After the Knife issued 2013's Shaking the Habitual and toured extensively—an outing preserved on 2014's Shaken-Up Versions—the duo split. While developing new Fever Ray work, Dreijer composed and produced the 2016 play Vahák. In 2017 they released the Fever Ray single "To the Moon and Back" just before the unexpected October drop of full-length Plunge, which received its physical release in February 2018. A team that included producers Johannes Berglund, Peder Mannerfelt, and Nídia, along with violinist Sara Parkman, helped shape an album that examined sexuality, sensuality, and family membership across its ambitious songs. At that year's Swedish Grammys, Dreijer and the Plunge production team received the Producer of the Year award. The 2019 concert album Live at Troxy captured Plunge's intricate stage presentation, which involved Dreijer collaborating with female and non-binary performers over 40. That same year Fever Ray and Björk exchanged remixes—Björk handling Plunge's "This Country," Fever Ray tackling Utopia's "Features Creatures"—while the Knife supplied a separate remix of "Features Creatures" for the same project. December brought Plunge Remix, featuring reinterpretations by Glasser, Paula Temple, Olof Dreijer, and Tami T.

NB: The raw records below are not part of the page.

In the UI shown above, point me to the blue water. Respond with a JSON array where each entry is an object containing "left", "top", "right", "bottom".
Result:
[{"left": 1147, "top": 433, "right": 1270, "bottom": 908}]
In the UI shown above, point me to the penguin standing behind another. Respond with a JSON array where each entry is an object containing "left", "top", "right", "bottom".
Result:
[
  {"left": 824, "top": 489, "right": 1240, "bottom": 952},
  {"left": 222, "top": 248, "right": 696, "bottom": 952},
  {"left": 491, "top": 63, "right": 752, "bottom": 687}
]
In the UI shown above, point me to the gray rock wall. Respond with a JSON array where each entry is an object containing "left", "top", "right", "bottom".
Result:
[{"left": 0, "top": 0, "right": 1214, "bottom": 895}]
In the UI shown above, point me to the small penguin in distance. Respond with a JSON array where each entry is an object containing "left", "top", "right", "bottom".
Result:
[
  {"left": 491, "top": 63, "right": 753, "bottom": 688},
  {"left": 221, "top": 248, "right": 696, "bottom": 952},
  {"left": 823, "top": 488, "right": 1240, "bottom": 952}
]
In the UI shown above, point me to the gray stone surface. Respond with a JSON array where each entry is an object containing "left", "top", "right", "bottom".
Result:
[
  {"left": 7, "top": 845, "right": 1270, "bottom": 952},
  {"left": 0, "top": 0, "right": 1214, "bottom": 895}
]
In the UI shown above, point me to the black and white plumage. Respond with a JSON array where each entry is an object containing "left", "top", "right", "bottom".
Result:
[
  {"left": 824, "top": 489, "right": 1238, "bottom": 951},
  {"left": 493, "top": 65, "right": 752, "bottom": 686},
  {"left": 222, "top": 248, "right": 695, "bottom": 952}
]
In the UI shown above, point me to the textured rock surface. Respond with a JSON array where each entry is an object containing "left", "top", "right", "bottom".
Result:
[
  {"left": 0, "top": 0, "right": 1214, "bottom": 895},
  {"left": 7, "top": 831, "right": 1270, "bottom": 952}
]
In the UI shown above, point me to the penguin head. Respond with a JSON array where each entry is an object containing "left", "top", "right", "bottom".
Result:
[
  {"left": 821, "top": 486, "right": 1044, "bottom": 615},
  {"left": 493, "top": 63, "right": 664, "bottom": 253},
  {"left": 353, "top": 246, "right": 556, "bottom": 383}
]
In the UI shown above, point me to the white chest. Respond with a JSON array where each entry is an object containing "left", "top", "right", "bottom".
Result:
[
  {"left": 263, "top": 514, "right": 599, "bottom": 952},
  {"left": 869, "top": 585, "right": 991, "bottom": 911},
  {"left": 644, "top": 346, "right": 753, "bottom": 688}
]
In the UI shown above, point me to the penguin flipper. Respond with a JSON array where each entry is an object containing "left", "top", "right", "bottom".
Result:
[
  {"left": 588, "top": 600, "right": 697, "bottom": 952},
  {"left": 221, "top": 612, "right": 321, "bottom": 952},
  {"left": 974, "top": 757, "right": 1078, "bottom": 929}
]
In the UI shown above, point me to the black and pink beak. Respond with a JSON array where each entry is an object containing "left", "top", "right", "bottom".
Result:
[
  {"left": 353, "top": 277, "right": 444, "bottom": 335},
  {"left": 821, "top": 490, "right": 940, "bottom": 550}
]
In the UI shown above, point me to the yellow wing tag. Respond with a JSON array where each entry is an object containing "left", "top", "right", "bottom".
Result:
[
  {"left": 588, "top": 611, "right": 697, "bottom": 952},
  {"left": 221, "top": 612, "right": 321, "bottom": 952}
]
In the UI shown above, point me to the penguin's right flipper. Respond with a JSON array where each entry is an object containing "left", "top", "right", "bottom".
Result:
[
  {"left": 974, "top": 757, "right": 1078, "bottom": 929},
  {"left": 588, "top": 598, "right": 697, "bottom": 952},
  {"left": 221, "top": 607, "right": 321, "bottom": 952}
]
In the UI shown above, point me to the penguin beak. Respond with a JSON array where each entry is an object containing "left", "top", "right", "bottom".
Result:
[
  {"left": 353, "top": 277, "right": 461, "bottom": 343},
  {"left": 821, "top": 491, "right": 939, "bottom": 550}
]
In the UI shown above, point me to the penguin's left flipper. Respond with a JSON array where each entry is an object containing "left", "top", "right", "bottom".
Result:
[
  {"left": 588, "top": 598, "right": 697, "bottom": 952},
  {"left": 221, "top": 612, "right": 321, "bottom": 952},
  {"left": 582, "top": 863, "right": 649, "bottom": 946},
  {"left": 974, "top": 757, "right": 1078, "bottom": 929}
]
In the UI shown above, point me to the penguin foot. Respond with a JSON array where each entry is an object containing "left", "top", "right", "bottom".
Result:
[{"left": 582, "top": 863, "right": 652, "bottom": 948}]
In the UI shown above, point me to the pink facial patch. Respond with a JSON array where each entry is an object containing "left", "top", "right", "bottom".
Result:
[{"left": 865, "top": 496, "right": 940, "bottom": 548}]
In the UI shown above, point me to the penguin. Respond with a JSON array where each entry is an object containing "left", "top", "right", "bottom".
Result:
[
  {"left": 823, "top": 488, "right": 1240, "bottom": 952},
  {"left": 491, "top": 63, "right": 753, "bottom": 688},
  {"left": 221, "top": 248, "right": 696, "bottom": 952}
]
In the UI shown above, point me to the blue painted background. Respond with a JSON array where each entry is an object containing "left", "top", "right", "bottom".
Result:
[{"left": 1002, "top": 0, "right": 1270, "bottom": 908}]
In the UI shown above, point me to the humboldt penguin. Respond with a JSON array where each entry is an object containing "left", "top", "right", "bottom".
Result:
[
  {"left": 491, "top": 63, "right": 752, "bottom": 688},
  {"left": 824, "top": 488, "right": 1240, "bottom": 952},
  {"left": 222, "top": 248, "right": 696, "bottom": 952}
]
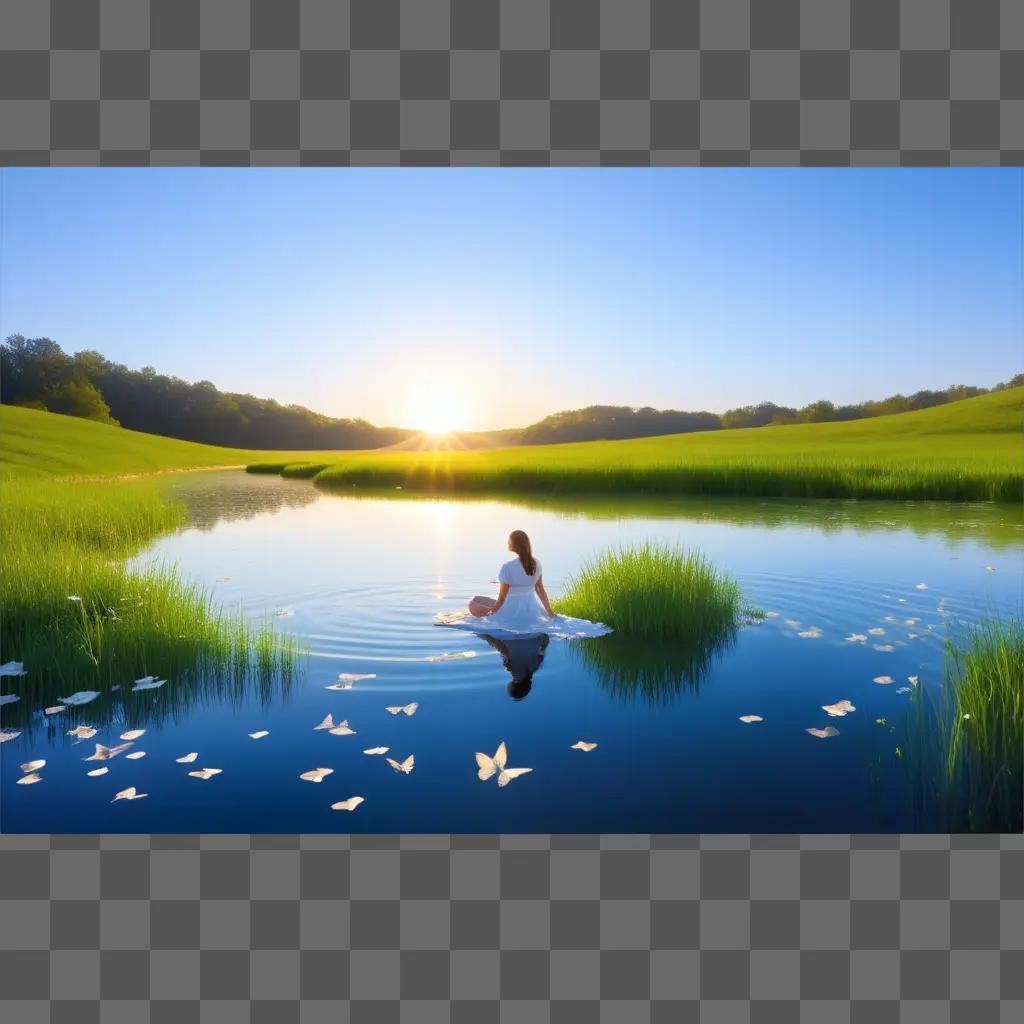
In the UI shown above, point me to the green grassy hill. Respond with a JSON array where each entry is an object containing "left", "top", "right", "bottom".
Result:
[
  {"left": 254, "top": 388, "right": 1024, "bottom": 501},
  {"left": 0, "top": 406, "right": 335, "bottom": 476},
  {"left": 0, "top": 388, "right": 1024, "bottom": 501}
]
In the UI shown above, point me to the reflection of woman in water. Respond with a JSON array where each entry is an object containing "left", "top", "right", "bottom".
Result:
[
  {"left": 434, "top": 529, "right": 611, "bottom": 637},
  {"left": 483, "top": 633, "right": 550, "bottom": 700}
]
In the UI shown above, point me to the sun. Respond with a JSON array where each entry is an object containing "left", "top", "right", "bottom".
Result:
[{"left": 411, "top": 381, "right": 465, "bottom": 436}]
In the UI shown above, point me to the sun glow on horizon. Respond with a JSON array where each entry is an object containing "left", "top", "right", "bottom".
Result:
[{"left": 410, "top": 381, "right": 466, "bottom": 437}]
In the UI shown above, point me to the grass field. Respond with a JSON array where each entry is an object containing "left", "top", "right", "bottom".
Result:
[
  {"left": 0, "top": 406, "right": 342, "bottom": 478},
  {"left": 0, "top": 407, "right": 307, "bottom": 700},
  {"left": 249, "top": 388, "right": 1024, "bottom": 502}
]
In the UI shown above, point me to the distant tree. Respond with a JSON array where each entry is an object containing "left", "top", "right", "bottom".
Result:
[{"left": 798, "top": 398, "right": 836, "bottom": 423}]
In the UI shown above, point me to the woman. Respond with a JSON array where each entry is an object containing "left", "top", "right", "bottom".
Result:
[{"left": 435, "top": 529, "right": 611, "bottom": 637}]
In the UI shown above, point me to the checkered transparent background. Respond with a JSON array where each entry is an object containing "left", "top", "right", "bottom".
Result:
[
  {"left": 0, "top": 0, "right": 1024, "bottom": 1024},
  {"left": 0, "top": 0, "right": 1024, "bottom": 166},
  {"left": 0, "top": 836, "right": 1024, "bottom": 1024}
]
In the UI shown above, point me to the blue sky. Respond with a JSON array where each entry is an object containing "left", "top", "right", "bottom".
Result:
[{"left": 0, "top": 168, "right": 1024, "bottom": 429}]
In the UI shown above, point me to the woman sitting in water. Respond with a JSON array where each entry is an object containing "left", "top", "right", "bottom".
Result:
[{"left": 434, "top": 529, "right": 611, "bottom": 637}]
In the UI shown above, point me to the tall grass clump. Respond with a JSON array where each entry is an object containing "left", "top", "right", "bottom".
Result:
[
  {"left": 557, "top": 542, "right": 742, "bottom": 640},
  {"left": 946, "top": 618, "right": 1024, "bottom": 831},
  {"left": 897, "top": 618, "right": 1024, "bottom": 833},
  {"left": 0, "top": 478, "right": 297, "bottom": 722}
]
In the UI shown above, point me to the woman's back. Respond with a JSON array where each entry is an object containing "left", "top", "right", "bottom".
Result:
[{"left": 498, "top": 558, "right": 541, "bottom": 590}]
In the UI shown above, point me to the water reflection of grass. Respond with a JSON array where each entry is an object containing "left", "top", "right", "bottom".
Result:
[
  {"left": 571, "top": 629, "right": 736, "bottom": 702},
  {"left": 557, "top": 543, "right": 741, "bottom": 640},
  {"left": 899, "top": 618, "right": 1024, "bottom": 833},
  {"left": 315, "top": 487, "right": 1024, "bottom": 550},
  {"left": 556, "top": 543, "right": 741, "bottom": 700},
  {"left": 0, "top": 478, "right": 296, "bottom": 724}
]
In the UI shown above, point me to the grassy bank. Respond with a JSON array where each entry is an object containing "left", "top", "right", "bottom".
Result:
[
  {"left": 0, "top": 477, "right": 295, "bottom": 724},
  {"left": 557, "top": 544, "right": 740, "bottom": 640},
  {"left": 248, "top": 388, "right": 1024, "bottom": 502},
  {"left": 0, "top": 407, "right": 307, "bottom": 712},
  {"left": 0, "top": 406, "right": 344, "bottom": 479},
  {"left": 900, "top": 618, "right": 1024, "bottom": 833}
]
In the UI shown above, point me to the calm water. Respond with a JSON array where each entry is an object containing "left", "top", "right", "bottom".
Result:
[{"left": 0, "top": 472, "right": 1024, "bottom": 833}]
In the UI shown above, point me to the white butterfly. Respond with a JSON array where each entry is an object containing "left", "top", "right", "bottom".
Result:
[
  {"left": 57, "top": 690, "right": 99, "bottom": 708},
  {"left": 132, "top": 676, "right": 167, "bottom": 692},
  {"left": 111, "top": 785, "right": 150, "bottom": 804},
  {"left": 474, "top": 740, "right": 534, "bottom": 786},
  {"left": 82, "top": 742, "right": 132, "bottom": 761},
  {"left": 331, "top": 797, "right": 362, "bottom": 811},
  {"left": 821, "top": 700, "right": 857, "bottom": 718}
]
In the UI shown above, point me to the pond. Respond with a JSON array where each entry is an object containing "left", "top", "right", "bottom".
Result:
[{"left": 0, "top": 471, "right": 1024, "bottom": 834}]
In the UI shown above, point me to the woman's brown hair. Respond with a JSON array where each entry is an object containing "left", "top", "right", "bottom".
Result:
[{"left": 509, "top": 529, "right": 537, "bottom": 575}]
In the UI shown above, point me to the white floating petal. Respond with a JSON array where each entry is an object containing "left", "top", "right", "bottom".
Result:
[
  {"left": 111, "top": 785, "right": 150, "bottom": 804},
  {"left": 331, "top": 797, "right": 362, "bottom": 811},
  {"left": 804, "top": 725, "right": 839, "bottom": 739},
  {"left": 821, "top": 700, "right": 857, "bottom": 718},
  {"left": 132, "top": 676, "right": 167, "bottom": 692}
]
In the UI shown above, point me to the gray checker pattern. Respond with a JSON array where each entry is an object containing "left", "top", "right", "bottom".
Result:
[
  {"left": 0, "top": 835, "right": 1024, "bottom": 1024},
  {"left": 0, "top": 0, "right": 1024, "bottom": 1024},
  {"left": 0, "top": 0, "right": 1024, "bottom": 166}
]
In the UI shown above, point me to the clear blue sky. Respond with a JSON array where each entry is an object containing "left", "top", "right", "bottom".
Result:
[{"left": 0, "top": 168, "right": 1024, "bottom": 429}]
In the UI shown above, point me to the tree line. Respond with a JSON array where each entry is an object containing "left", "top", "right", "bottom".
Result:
[
  {"left": 0, "top": 334, "right": 413, "bottom": 450},
  {"left": 0, "top": 334, "right": 1024, "bottom": 450}
]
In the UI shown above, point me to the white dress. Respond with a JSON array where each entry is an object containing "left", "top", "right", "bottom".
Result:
[{"left": 434, "top": 557, "right": 611, "bottom": 637}]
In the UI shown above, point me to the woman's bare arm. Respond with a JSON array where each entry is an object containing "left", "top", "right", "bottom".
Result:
[
  {"left": 536, "top": 580, "right": 555, "bottom": 618},
  {"left": 480, "top": 583, "right": 509, "bottom": 618}
]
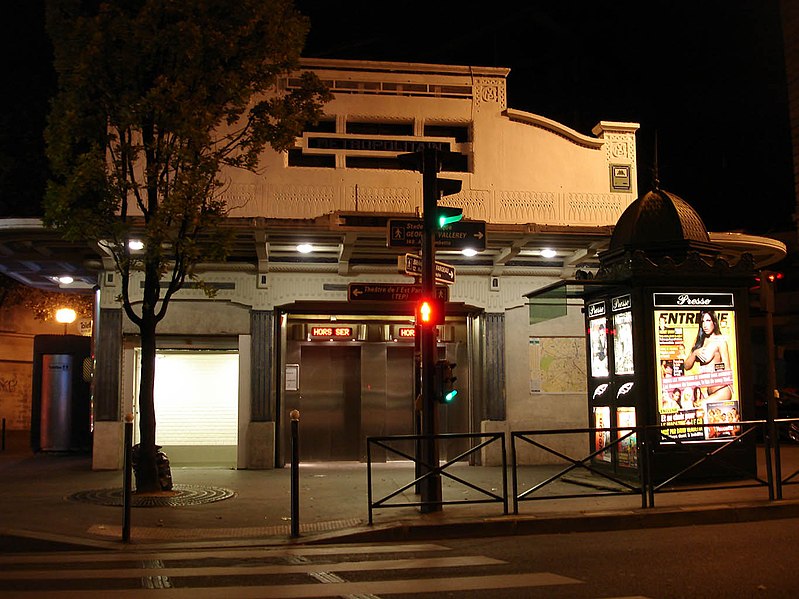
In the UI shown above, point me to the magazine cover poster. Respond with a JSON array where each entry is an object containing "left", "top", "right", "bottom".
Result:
[
  {"left": 613, "top": 312, "right": 634, "bottom": 374},
  {"left": 588, "top": 317, "right": 609, "bottom": 377},
  {"left": 655, "top": 309, "right": 740, "bottom": 441},
  {"left": 616, "top": 406, "right": 638, "bottom": 468}
]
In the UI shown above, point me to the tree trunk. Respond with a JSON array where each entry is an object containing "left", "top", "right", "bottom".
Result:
[{"left": 136, "top": 316, "right": 161, "bottom": 493}]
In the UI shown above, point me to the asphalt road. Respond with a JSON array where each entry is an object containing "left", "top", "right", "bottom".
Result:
[{"left": 0, "top": 519, "right": 799, "bottom": 599}]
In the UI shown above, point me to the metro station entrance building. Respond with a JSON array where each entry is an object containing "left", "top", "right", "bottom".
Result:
[{"left": 1, "top": 59, "right": 780, "bottom": 468}]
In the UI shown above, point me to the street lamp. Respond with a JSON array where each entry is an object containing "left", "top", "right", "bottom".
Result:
[{"left": 55, "top": 308, "right": 77, "bottom": 335}]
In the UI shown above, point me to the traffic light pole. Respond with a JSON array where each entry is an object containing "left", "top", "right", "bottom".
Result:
[{"left": 420, "top": 149, "right": 441, "bottom": 513}]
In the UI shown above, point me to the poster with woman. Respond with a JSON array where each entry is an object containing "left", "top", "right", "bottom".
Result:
[
  {"left": 588, "top": 317, "right": 609, "bottom": 377},
  {"left": 654, "top": 294, "right": 740, "bottom": 440}
]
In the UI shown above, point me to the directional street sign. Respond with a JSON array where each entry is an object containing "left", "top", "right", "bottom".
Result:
[
  {"left": 347, "top": 283, "right": 449, "bottom": 302},
  {"left": 387, "top": 218, "right": 485, "bottom": 250},
  {"left": 397, "top": 254, "right": 455, "bottom": 285}
]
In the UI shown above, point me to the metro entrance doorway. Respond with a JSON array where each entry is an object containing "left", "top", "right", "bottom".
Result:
[{"left": 281, "top": 321, "right": 470, "bottom": 462}]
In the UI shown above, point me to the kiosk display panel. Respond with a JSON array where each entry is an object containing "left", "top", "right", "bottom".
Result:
[
  {"left": 588, "top": 302, "right": 610, "bottom": 378},
  {"left": 654, "top": 292, "right": 741, "bottom": 442},
  {"left": 613, "top": 311, "right": 635, "bottom": 374},
  {"left": 594, "top": 406, "right": 611, "bottom": 462},
  {"left": 616, "top": 406, "right": 638, "bottom": 468}
]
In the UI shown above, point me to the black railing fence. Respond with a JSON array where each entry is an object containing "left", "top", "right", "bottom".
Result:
[
  {"left": 366, "top": 433, "right": 508, "bottom": 524},
  {"left": 367, "top": 418, "right": 799, "bottom": 524}
]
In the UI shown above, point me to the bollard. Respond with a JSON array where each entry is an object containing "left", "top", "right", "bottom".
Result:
[
  {"left": 122, "top": 414, "right": 133, "bottom": 543},
  {"left": 289, "top": 410, "right": 300, "bottom": 539}
]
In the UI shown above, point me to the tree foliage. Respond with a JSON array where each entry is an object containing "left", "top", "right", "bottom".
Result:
[
  {"left": 44, "top": 0, "right": 330, "bottom": 490},
  {"left": 0, "top": 274, "right": 93, "bottom": 322},
  {"left": 45, "top": 0, "right": 328, "bottom": 322}
]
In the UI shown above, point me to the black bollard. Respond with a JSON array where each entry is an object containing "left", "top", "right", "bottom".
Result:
[
  {"left": 290, "top": 410, "right": 300, "bottom": 539},
  {"left": 122, "top": 414, "right": 133, "bottom": 543}
]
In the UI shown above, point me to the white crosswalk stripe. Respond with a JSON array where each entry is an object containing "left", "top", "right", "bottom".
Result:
[{"left": 0, "top": 544, "right": 582, "bottom": 599}]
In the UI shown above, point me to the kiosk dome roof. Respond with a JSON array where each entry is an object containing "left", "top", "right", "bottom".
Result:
[{"left": 609, "top": 189, "right": 710, "bottom": 251}]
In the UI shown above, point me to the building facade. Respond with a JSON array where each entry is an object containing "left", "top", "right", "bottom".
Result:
[{"left": 7, "top": 59, "right": 784, "bottom": 469}]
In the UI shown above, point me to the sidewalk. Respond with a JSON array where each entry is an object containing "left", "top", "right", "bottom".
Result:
[{"left": 0, "top": 432, "right": 799, "bottom": 552}]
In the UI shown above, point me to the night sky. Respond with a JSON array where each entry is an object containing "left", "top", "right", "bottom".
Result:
[{"left": 0, "top": 0, "right": 795, "bottom": 233}]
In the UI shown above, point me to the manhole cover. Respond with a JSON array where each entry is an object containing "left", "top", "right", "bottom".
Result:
[{"left": 67, "top": 484, "right": 236, "bottom": 507}]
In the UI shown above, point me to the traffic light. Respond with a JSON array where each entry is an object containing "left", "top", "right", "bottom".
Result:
[
  {"left": 436, "top": 206, "right": 463, "bottom": 229},
  {"left": 416, "top": 297, "right": 444, "bottom": 326},
  {"left": 435, "top": 360, "right": 458, "bottom": 404},
  {"left": 435, "top": 177, "right": 463, "bottom": 229}
]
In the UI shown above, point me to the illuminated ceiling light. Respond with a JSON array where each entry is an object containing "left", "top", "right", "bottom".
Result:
[{"left": 55, "top": 308, "right": 77, "bottom": 324}]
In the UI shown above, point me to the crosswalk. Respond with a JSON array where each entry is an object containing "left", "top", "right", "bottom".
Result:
[{"left": 0, "top": 543, "right": 640, "bottom": 599}]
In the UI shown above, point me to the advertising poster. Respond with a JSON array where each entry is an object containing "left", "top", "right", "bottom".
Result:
[
  {"left": 594, "top": 406, "right": 611, "bottom": 462},
  {"left": 654, "top": 294, "right": 740, "bottom": 441},
  {"left": 616, "top": 406, "right": 638, "bottom": 468},
  {"left": 613, "top": 312, "right": 634, "bottom": 374},
  {"left": 588, "top": 317, "right": 609, "bottom": 377}
]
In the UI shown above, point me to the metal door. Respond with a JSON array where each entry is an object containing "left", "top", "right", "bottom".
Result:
[{"left": 298, "top": 345, "right": 361, "bottom": 461}]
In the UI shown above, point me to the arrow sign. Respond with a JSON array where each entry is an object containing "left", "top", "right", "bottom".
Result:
[
  {"left": 387, "top": 218, "right": 485, "bottom": 251},
  {"left": 397, "top": 254, "right": 455, "bottom": 285},
  {"left": 347, "top": 283, "right": 449, "bottom": 302}
]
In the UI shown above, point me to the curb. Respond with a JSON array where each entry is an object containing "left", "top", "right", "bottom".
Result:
[{"left": 305, "top": 500, "right": 799, "bottom": 544}]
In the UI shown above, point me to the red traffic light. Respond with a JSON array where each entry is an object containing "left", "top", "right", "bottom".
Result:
[{"left": 416, "top": 298, "right": 444, "bottom": 326}]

Around then Dreijer began Fever Ray's third album. Working inside a Stockholm studio constructed with their brother, they enlisted Vessel, Aasthma, Trent Reznor, and Atticus Ross, and reconnected with Nídia, Berglund, and Olof Dreijer. Released in March 2023, Radical Romantics presented a lighter, more dance-oriented version of Fever Ray's sound that extended Plunge's inquiries into varied forms of love and connection.